Thursday, January 5

Receiving Wide Coverage ...

Fight at Recess! President Obama defied Congressional opponents and made good on an earlier threat to make a recess appointment of Richard Cordray as the first director of the Consumer Financial Protection Bureau. His legal grounds for doing so are a matter of dispute (hinging, apparently, on whether Congress is truly “in recess”) and a court challenge seems likely. But media outlets called Obama’s move politically savvy, following Senate Republicans’ filibustering of Cordray’s nomination. “In one fell swoop, Obama managed to tap into voter frustration with Washington, distance himself from an unpopular Congress, buck up the liberal base and reassert himself as a latter-day Teddy Roosevelt, fighting for a ‘fair deal’ for the middle class,” Politico wrote. The headline of the Journal’s editorial pretty much summed up the writers’ take: “Contempt for Congress.” An analytical story in the Times led with the upshot for nonbank financial firms such as payday lenders: they’re fair game for the bureau now that it has a permanent head. But wait … some on the right are arguing that the CFPB’s authority over the shadow lenders doesn’t actually kick in unless the director is confirmed by the Senate. Oboy. It seems like there will be peace in the Middle East before this fight is settled. Additional coverage: Wall Street Journal, New York Times, Washington Post.

From PayPal to Yahoo: Scott Thompson, who led PayPal’s transformation from being merely a facilitator of transactions on eBay to a disruptive force in payments, joined Yahoo as the struggling Internet pioneer’s new CEO. New York Times, Washington Post, Wired, Fast Company

The Fed’s White Paper: We fear that we just lost a substantial portion of our audience with the words “white paper.” But this one, in which the central bank’s staff analyzes the shambles that is the U.S. housing market for the Senate Banking Committee, is generating a good deal of buzz in the blogosphere. It covers the big issues – what to do about distressed properties, how to create the right incentives for mortgage servicers, how to help distressed borrowers. This being a white paper (from the Fed, no less), there’s a good deal of on-the-one-hand-on-the-other inconclusiveness about the answers. But Matt Levine at “DealBreaker” is intrigued by the paper’s suggestion, near the end, that there be a national electronic lien registry – essentially a MERS for the people. “This is … so … obviously … right,” he writes. Right now, the publicly available information systems (county records) are ridiculously antiquated, and the modernized one (namely MERS) is opaque. “Having a public national registry that actually uses a damn computer, so that mortgages can be transferred and serviced and examined in at least a twentieth-century manner, seems like a no-brainer way to split that difference,” Levine says. In a lengthy and nuanced point-by-point critique of the white paper, Yves Smith at Naked Capitalism notes that on another issue, “the Fed is openly crossing swords with the FHFA,” which has focused its management of Fannie Mae and Freddie Mac on saving taxpayers money, to the detriment (some have argued) of the housing market. “Although the document is studiedly neutral in its tone,” Smith writes, “it makes clear in its coded way that it regards the GSE focus on short term loss minimization as destructive.” Coded, indeed. Quoth the Fed: “Some actions that cause greater losses to be sustained by the GSEs in the near term might be in the interest of taxpayers to pursue if those actions result in a quicker and more vigorous economic recovery.” Expanding the Home Affordable Refinancing Program to loans not already in the GSEs’ portfolios would be one such action. There’s a lot else to chew on here, folks, but we’ve got to move on before this turns into the Mid-Afternoon Scan. Additional coverage in the Financial Times.

Wall Street Journal

A story on the front of the “Money & Investing” section reports that car lenders are actively seeking to make loans to people who’ve fallen behind on their mortgages but are otherwise good risks. This strategy is informed by the trend of the last few years in which consumers have prioritized car loan and credit card payments ahead of their mortgages, a reversal of the historical norm.

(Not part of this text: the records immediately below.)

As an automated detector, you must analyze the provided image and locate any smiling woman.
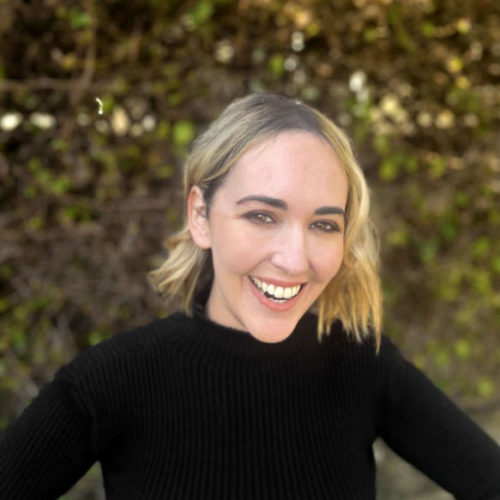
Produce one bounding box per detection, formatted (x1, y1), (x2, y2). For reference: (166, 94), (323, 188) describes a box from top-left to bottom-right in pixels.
(0, 94), (500, 500)
(152, 94), (382, 348)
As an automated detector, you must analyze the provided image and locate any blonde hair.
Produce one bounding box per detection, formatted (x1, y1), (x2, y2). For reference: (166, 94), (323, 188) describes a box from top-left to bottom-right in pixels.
(150, 94), (382, 348)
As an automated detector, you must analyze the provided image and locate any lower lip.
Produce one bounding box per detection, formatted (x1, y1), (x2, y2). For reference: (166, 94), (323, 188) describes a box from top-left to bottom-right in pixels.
(248, 278), (305, 312)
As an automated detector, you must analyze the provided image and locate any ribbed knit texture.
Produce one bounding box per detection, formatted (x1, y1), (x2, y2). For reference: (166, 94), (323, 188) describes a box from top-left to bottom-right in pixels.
(0, 313), (500, 500)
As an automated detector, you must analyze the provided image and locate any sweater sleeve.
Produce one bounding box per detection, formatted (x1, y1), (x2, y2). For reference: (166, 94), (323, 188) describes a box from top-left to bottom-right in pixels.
(0, 366), (96, 500)
(381, 338), (500, 500)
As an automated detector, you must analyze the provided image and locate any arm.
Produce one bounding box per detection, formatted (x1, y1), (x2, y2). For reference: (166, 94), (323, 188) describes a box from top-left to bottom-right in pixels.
(381, 347), (500, 500)
(0, 377), (96, 500)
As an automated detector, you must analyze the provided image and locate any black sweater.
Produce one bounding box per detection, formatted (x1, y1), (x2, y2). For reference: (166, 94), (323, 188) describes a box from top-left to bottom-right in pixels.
(0, 313), (500, 500)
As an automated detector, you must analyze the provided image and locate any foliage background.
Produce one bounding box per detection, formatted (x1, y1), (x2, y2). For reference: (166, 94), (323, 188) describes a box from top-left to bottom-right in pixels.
(0, 0), (500, 496)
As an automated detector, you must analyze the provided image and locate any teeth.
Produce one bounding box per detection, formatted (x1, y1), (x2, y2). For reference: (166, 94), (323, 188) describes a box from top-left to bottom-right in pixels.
(251, 276), (300, 302)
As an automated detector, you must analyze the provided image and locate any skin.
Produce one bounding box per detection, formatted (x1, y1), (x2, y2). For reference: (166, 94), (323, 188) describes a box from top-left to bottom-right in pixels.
(188, 131), (348, 343)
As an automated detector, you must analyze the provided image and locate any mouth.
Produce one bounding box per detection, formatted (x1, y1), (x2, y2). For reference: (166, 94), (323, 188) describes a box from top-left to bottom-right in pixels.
(249, 276), (305, 304)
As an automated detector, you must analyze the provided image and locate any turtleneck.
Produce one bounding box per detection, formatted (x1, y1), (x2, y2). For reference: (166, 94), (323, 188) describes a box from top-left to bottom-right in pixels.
(0, 310), (500, 500)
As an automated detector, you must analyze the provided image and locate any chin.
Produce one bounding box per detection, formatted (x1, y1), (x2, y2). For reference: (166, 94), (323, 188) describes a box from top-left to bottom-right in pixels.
(248, 321), (297, 344)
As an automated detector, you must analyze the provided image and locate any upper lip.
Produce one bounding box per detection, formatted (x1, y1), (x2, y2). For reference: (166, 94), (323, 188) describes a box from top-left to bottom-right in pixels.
(252, 275), (305, 288)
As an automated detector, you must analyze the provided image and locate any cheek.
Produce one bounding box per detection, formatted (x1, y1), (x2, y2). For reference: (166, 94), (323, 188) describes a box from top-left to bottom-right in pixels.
(314, 241), (344, 282)
(212, 224), (263, 273)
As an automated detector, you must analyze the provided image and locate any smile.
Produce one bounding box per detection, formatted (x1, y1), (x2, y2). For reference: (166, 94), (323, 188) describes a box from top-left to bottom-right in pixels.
(250, 276), (302, 304)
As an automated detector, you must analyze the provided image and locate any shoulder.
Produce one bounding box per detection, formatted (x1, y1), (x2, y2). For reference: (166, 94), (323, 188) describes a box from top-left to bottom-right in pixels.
(57, 313), (192, 382)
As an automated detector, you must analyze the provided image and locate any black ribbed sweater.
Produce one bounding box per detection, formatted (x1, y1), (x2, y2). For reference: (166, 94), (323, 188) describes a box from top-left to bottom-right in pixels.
(0, 313), (500, 500)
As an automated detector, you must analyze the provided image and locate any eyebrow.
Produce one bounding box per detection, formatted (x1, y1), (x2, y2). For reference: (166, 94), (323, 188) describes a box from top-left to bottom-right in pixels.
(236, 194), (345, 217)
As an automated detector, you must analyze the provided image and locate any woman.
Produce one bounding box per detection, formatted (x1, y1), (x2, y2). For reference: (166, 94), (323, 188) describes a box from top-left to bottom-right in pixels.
(0, 94), (500, 500)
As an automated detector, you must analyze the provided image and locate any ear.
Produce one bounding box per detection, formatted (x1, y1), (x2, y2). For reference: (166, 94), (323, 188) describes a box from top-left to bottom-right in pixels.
(187, 186), (211, 250)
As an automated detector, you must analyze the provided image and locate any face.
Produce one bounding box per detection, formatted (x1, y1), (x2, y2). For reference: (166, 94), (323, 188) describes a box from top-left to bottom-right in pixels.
(188, 131), (348, 342)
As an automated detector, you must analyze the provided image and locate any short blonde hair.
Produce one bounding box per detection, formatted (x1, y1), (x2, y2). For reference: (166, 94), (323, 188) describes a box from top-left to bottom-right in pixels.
(150, 94), (382, 348)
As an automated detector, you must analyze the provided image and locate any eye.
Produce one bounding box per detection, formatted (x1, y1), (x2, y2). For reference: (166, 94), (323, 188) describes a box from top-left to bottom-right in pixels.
(244, 212), (274, 224)
(311, 220), (341, 233)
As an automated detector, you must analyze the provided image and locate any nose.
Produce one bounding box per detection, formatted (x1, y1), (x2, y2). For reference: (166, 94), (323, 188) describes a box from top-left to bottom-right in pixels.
(271, 227), (309, 276)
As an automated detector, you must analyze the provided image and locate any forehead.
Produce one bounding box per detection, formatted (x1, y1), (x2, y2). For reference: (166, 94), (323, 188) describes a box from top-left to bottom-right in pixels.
(221, 131), (347, 204)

Wait, did we just wake up in 1999? Another story on the front of “Money & Investing” profiles a Citigroup analyst who’s been instrumental in winning the firm IPO underwriting business from Internet companies. Despite the 2003 global settlement that sought to firewall research from investment banking, analysts are still allowed “to participate in selling the IPO shares to investors. For a company picking underwriters, this means it can interview analysts about their views of the company -- in other words, a company could potentially fish for the most favorable research.”

“A government report on Wednesday criticized how a federal regulator handled the failure of five corporate credit unions and urged faster action to identify and prevent future problems.”

New York Times

Simon Johnson analyzes Ron Paul's positions on banking.